11/8/2010: Two days from my 67th birthday, and I miss Robert terribly. He always made such a fuss over me on my birthday, cooking me a special meal (vegan mushroom stroganoff and vegan chocolate mousse, for example), writing loving messages in carefully chosen cards, and either buying or painting something special for me.
If you ask me if I still miss Robert, two years after his death, I answer, “Only when I breathe in or out.”
I still start each morning recapturing a memory. Today it was the way he opened his ocean-blue eyes in the morning and smiled, his face melting with love. “Let’s snuggle,” he would say. Then one of us would decide, “I’ll snuggle you,” and we would shift to our sides, the snuggler wrapped around the back of the snuglee.
I loved when Robert snuggled me, enveloping me, so close that we couldn’t tell where he ended and I began, if indeed there was a distinction. I would take his hand in both of mine, push my nose into his palm, and inhale deeply. His palm smelled of sleep, a warm, enticing smell that was totally Robert. I can still smell his hand, still taste his skin as I kissed him everywhere my mouth would reach.
The “make you coffee” ritual started early in our seven-year love affair, and persisted wherever we were, home or hotel, and whatever else was happening in our lives. Towards the end, when his body started succumbing to cancer, he told me, “As long as I can make you coffee in the morning, I know I’ll be all right.”
Then one morning, he tried to get up, and he couldn’t. He stumbled, his legs trembling, his back stabbing with pain, his brain unable to emerge from sleep. He sat back on the bed. “I can’t do it,” he told me, and we both cried, as I’m crying now, remembering the day that everything changed.

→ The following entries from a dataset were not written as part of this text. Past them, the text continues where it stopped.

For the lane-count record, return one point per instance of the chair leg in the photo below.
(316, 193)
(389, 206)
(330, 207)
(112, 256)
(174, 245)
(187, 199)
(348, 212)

…Now I make my own coffee in his special coffee pot and carry it to the living room where I’m surrounded by Robert’s paintings. I write memories in my journal—snippets of sweet conversation, playful games we invented, afternoons that turned into evening as we made love as if life depended on it. Maybe it did.

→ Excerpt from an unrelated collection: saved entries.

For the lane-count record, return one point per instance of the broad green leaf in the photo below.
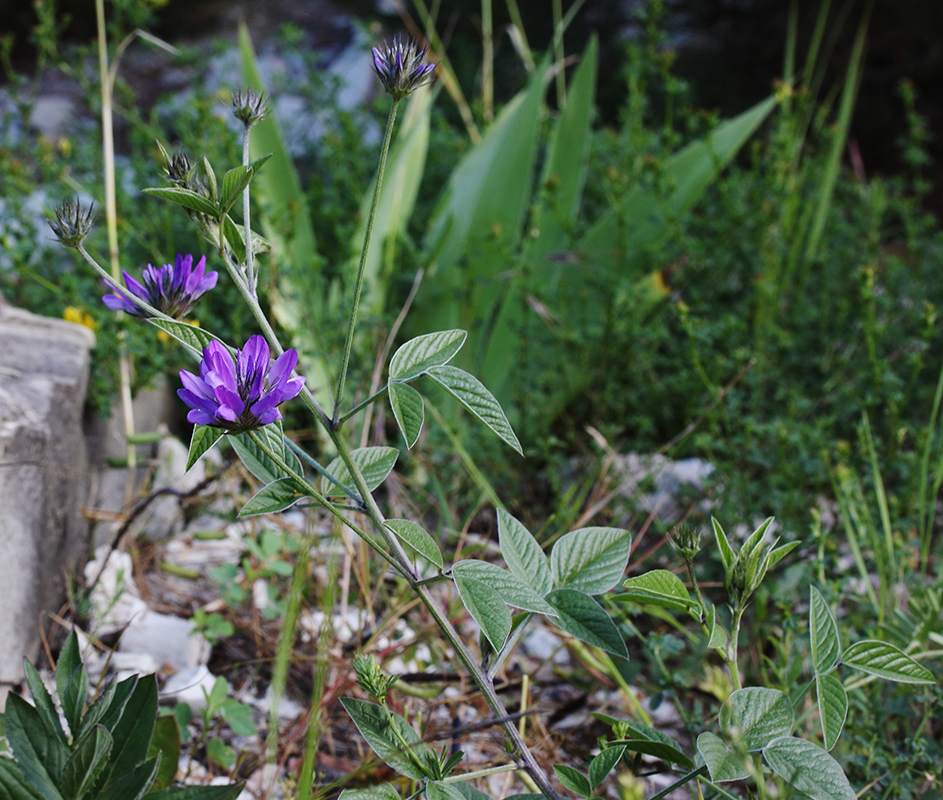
(186, 198)
(659, 588)
(604, 763)
(826, 647)
(723, 764)
(591, 560)
(522, 553)
(275, 497)
(581, 616)
(166, 741)
(573, 779)
(374, 462)
(38, 753)
(382, 791)
(436, 790)
(13, 785)
(188, 335)
(203, 438)
(512, 589)
(375, 725)
(487, 608)
(808, 768)
(472, 394)
(726, 552)
(408, 410)
(753, 716)
(86, 763)
(424, 352)
(417, 538)
(833, 707)
(885, 661)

What does matter, at this point in my life, is that I’m taking with me the best of what Robert and I shared. That’s what he’d want for me, and what I want for myself. I find joy in my writing, in dance, in close friends, in physical and mental exercise, in learning, and yes, in my memories of Robert.

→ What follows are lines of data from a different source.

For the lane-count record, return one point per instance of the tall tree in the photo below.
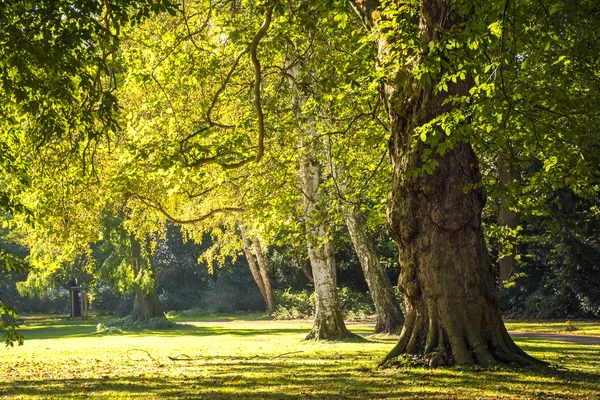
(147, 303)
(453, 313)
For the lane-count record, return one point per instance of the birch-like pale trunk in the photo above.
(389, 313)
(264, 273)
(252, 265)
(147, 304)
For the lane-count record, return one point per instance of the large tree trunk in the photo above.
(147, 303)
(389, 314)
(446, 277)
(264, 273)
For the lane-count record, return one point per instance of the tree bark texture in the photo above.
(389, 313)
(253, 266)
(446, 277)
(264, 273)
(329, 320)
(147, 303)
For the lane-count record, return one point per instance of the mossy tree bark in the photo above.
(147, 304)
(329, 321)
(509, 175)
(446, 277)
(252, 264)
(389, 313)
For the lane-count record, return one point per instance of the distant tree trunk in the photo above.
(147, 303)
(329, 321)
(264, 273)
(446, 277)
(305, 266)
(509, 174)
(252, 265)
(389, 313)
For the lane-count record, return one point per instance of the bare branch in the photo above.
(161, 209)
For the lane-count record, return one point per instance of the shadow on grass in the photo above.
(88, 328)
(299, 378)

I hold my coffee cup to my cheek. It’s just the right temperature.
Robert and I shared our first kiss nine years ago today, under the full moon after our line dance class. It wasn’t a sudden kiss — I had pursued this sexy, dancing man for nine months. We had danced, talked, strolled, even choreographed together — but, though always kind, he kept his distance. He admitted later that he was a little afraid of me, saw me sometimes as Spider Woman (!) because I was so assertive.
If you’ve read Better Than I Ever Expected: Straight Talk about Sex After Sixty, you know that I finally propositioned him by email. He turned me down, explaining gently that he didn’t make these decisions quickly or rush into sex. (Nine months: Quickly? Rush?)
Later that night he emailed me again. He had changed his mind!
“It’s been a while for these old body parts,” he wrote. “Maybe it’s time.”
We made a date to take a walk after the next dance class and discuss what to do next. We strolled under the full moon, not touching, and then stopped at a park bench.
There we shared our first kiss. And our second. Third. Twentieth.
We necked and petted like teenagers, the silver moonlight spotlighting our excitement. Then we made a plan to spend the following Saturday at his house and explore the next dimension of our relationship.
We didn’t know then that we would fall in love. But we did. I was 57 and he 64.
The memory of our first kisses remains strong in my mind, nine years later. So does the memory of our last kiss, two years ago today. As I wail with grief because Robert is gone, I embrace the precious joy of the seven years of great love that we shared. So many people never find that, and we did.
It is fitting that I finished writing Naked at Our Age the day before this significant anniversary, because Robert told me, shortly before he died, “Promise me you’ll keep doing your work.” I honor him by doing that.